Dass ich letztendlich nur Karten aneinanderpuzzle, finde ich nicht schlimm. Zwar ist das so gar nicht künstlerisch, aber man kann schon nachvollziehen, dass ein bestimmter Tagesverlauf mehr oder weniger kreative Energie freisetzt. Das wäre in der Realität genauso.
Allerdings ist es fürs Spiel völlig unerheblich, was die anderen so von ihrem Tag zu erzählen haben, und es ist auch ermüdend. Denn wir starten mit denselben Decks, und so sehr verändern sie sich auch nicht im Laufe der Partie. Deshalb wiederholen sich die Geschichten bald und nutzen sich ab.
Sogar die Puzzelei selbst ist repetitiv und wird im Laufe der Partie nicht spannender. Und auch die Erfolgskarten bringen keinen Twist. Man kann froh sein, die nötigen Inspirationspunkte zusammengekratzt zu haben, also kauft man meistens einen Erfolg, wenn man es irgend kann.
Was taugt es? Zu den bereits genannten Negativpunkten kommt hinzu: Bei der Übersetzung ist vieles schiefgegangen. Die Anleitung ist lückenhaft. Symbole sind vertauscht. Spielphasen heißen mal so und mal anders. Ein ganz wichtiges Symbol auf Musenkarten ist nicht erklärt, so dass man denken könnte, es sei nur Zierde.
Es hätte gute Gründe gegeben, um BOHEMIANS das Label „misslungen“ zu verpassen. Denn elementare Dinge sind ganz unbestreitbar misslungen. In der Gesamtschau auf das Spiel mag ich das dennoch nicht tun. Denn grafisch, atmosphärisch und thematisch finde ich BOHEMIANS so ansprechend, dass ich allein deswegen freiwillig noch mal eine Partie spielen würde.
Man kann viele authentisch wirkende Details entdecken. Die Erfolge heißen nicht einfach nur „Erfolg“, sondern „Das erste Freunden vorgestellte Kunstwerk“, „Worte des Trostes vom Mentor“ oder „Eine zufriedenstellende Rezension“; Karten heißen „Geh tanzen“, „Übe, übe, übe“ oder „Sage das Ende der Kunst voraus“. Das kommt mir alles sehr treffend vor.

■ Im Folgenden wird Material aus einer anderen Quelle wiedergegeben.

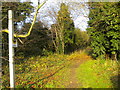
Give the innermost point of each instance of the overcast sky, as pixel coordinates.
(78, 11)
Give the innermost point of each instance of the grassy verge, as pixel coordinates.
(37, 72)
(98, 74)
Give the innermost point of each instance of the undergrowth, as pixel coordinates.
(36, 72)
(98, 74)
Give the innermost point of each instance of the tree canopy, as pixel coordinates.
(105, 29)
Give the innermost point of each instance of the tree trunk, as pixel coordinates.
(114, 57)
(107, 56)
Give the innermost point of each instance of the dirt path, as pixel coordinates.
(74, 83)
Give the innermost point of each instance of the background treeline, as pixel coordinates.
(102, 37)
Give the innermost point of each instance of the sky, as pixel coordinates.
(78, 11)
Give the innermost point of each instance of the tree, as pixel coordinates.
(37, 42)
(65, 28)
(81, 39)
(104, 29)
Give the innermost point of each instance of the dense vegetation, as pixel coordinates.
(54, 57)
(104, 29)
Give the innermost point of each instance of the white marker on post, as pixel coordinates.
(11, 49)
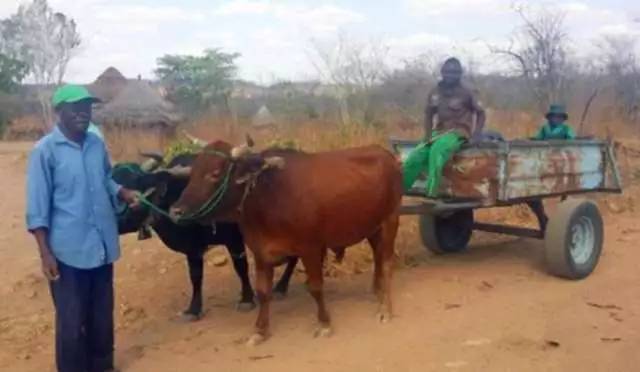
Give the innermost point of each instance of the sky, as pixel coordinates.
(275, 37)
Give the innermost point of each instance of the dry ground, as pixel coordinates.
(491, 309)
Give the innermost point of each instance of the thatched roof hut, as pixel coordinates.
(263, 118)
(108, 85)
(138, 105)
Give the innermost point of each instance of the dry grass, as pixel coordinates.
(320, 136)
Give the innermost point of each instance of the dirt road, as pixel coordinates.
(491, 309)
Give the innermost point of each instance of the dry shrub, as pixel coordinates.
(25, 128)
(315, 136)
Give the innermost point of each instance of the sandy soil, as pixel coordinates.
(491, 309)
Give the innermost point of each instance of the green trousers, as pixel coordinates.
(432, 157)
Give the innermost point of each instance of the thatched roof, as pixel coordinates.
(263, 118)
(138, 104)
(108, 85)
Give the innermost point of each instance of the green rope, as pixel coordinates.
(208, 207)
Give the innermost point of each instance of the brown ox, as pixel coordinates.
(290, 203)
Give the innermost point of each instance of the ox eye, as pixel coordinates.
(212, 177)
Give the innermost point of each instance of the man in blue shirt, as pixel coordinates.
(71, 213)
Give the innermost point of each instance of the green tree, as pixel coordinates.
(46, 41)
(12, 71)
(197, 83)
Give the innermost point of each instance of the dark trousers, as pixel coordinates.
(83, 300)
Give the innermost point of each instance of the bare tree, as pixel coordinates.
(354, 68)
(622, 68)
(539, 52)
(46, 41)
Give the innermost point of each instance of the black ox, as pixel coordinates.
(164, 187)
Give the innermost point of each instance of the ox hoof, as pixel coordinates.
(245, 307)
(323, 331)
(279, 296)
(190, 317)
(384, 317)
(256, 339)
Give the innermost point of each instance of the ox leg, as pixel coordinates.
(382, 243)
(264, 283)
(313, 266)
(241, 266)
(196, 269)
(281, 289)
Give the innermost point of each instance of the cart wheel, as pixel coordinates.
(573, 240)
(446, 233)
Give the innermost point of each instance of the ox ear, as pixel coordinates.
(252, 166)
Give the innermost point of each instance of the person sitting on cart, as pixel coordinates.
(556, 128)
(459, 117)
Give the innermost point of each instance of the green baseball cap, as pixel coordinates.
(71, 94)
(557, 109)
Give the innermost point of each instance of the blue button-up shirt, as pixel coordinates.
(71, 194)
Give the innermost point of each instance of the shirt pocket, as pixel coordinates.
(65, 181)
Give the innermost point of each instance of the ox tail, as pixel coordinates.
(339, 252)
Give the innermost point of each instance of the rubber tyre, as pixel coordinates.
(446, 233)
(570, 216)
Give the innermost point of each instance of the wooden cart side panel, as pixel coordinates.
(540, 171)
(515, 171)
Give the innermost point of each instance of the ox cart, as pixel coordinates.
(501, 174)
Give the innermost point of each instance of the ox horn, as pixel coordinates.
(179, 171)
(244, 149)
(153, 161)
(274, 162)
(195, 140)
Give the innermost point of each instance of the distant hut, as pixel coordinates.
(108, 85)
(139, 106)
(263, 118)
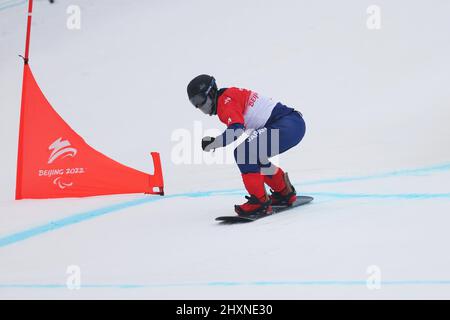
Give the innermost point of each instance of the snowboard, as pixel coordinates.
(301, 200)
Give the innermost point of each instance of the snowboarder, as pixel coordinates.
(274, 128)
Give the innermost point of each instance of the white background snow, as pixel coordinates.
(376, 155)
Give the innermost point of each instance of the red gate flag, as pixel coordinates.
(55, 162)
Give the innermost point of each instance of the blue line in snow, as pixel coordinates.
(235, 284)
(77, 218)
(391, 174)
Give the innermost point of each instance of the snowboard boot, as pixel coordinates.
(258, 201)
(282, 191)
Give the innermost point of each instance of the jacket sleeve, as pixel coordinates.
(230, 135)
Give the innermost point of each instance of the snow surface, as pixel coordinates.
(376, 155)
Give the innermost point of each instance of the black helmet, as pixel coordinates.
(202, 92)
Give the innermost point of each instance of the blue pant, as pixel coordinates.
(275, 138)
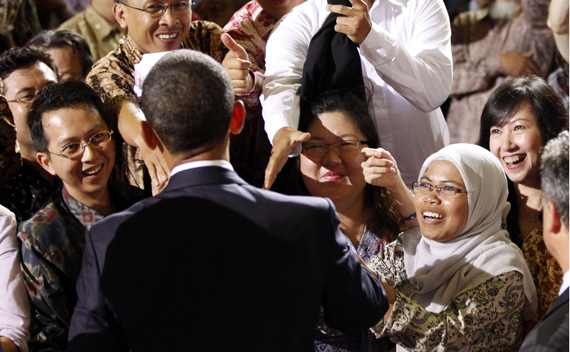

Angesichts von Leidenskarten wie „Obdachlosigkeit“ oder „Syphilis“ könnte man BOHEMIANS vielleicht mangelnde Sensibilität vorwerfen oder gar, dass es sich lustig macht. Ich habe das beim Spielen nicht so empfunden.
*** mäßig
BOHEMIANS von Jasper de Lange für eine:n bis vier Spieler:innen, Portal Games / Pegasus Spiele.